Para completar o hardware, um hdd Quantum Fireball de 4GB e um upgrade de 64 MB de ram, que somados aos 32 MB de fábrica nos levam ao total de 96 MB de ram (muito mais do que suficiente para rodar o Mac OS 8.1)

Falando em software, depois de verificar todo o hardware e confirmar que está tudo funcionando como deveria e fazer um backup dos dados do cdd (para fins de registro e memória), é hora de usar o cd original de instalação (que também veio na caixa do iMac) e instalar uma cópia nova do Mac OS 8.1.

A instalação do Mac OS 8 é bastante rápida e simples. Poucos minutos depois eu estava com um iMac praticamente novo, do jeito que saiu da fábrica em 1998.

Um detalhe importante, se você não não tem muita experiência com computadores não invente de mexer nas opções de energia do Mac OS 8.1! 🙂

Infelizmente ainda não tive tempo pra explorar profundamente esse iMac do jeito que ele merece. Mas tenho planos pra ele. O mais urgente é retirar o velho hdd original e substituí-lo por um ssd. Depois instalar o Mac OS 9.2.2, mais estável e preparado para a internet que o 8.1.
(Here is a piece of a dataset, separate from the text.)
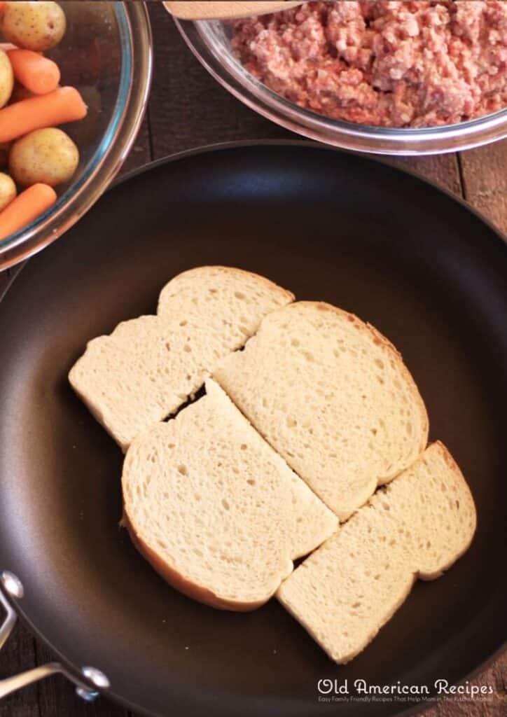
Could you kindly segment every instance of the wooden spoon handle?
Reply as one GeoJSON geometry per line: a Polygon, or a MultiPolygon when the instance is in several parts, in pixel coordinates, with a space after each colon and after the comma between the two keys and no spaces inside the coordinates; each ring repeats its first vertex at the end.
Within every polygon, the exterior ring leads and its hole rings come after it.
{"type": "Polygon", "coordinates": [[[169,11],[182,20],[228,20],[287,10],[303,2],[164,2],[169,11]]]}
Fiquei muito feliz com a aquisição desse iMac. É um mac icônico, simbólico da recuperação da Apple no final dos anos 90, e que se mantinha vivo na minha memória há 25 anos! Finalmente poder dizer que tenho um me deixou muito feliz. Além disso, encontrar um iMac nessas condições, com toda a história envolvida nele, foi algo especial. É uma capsula do tempo, de quase 20 kg e com 25 anos, que nos leva diretamente a uma época especial do design da Apple e da computação de maneira geral. Não é nenhum exagero afirmar que se temos uma Apple hoje, devemos isso em grande parte a esse iMac. Portanto, um brinde ao iMac G3, à Steve Jobs, Jony Ive e ao pedaço de “vidro de praia” azul esverdeado que alguém trouxe ao lab de design e inspirou a equipe para aplicar a cor “bondi-blue” no iMac.

2 comentários

  1. Olá amigo
    Cheguei até aqui por acaso.
    Li todo seu relato e senti nostalgia, apesar de eu ter nascido em 1994 e meu primeiro contato com computadores e videogame foi lá pra 1999 com 5 anos, fico pensando como seria ter nascido alguns anos antes e vivido melhor a expansão da tecnologia nos anos 90.
    Enfim, tenho um PowerMac G3 266mhz que uso até hoje pra acessar internet e baixar softwares pra testar nele. Também tenho um iBook G4. Ambos adquiri muitos anos após a lançamento original deles, mas lembro que queria na época e não podia, hoje tenho. Quanto tenho tempo, deixo o celular de lado e outras tecnologias atuais (tv OLED, PS5 etc) e fico jogando algo neles imaginando que é início dos anos 2000s novamente.

    • Que legal Juliano! Que bom que gostou do texto e ele te trouxe boas memórias. O PowerMac G3 é lindo. Lembro que quando fui nessa Fenasoft em 1999 estavam em exposição também junto com os iMacs. O iBook G4 é um baita notebook. Foi meu primeiro Mac “a serio”. O primeiro Mac que comprei foi um iBook G3 em 2006. Mas já era muito defasado, não tinha como usar. Mas serviu pra eu me apaixonar pelo Mac e não querer saber mais de PC. Alguns meses usando ele e comprei então um iBook G4 de 12″. Linda máquina e um avião na época! E isso era 2006, a Apple já havia migrado pra intel. Meu iBook G4 espancava os pc’s core duo dos meus colegas. rssrrs. Bons tempos. Obrigado pela visita e pela leitura. Espero que volte mais vezes! Abração.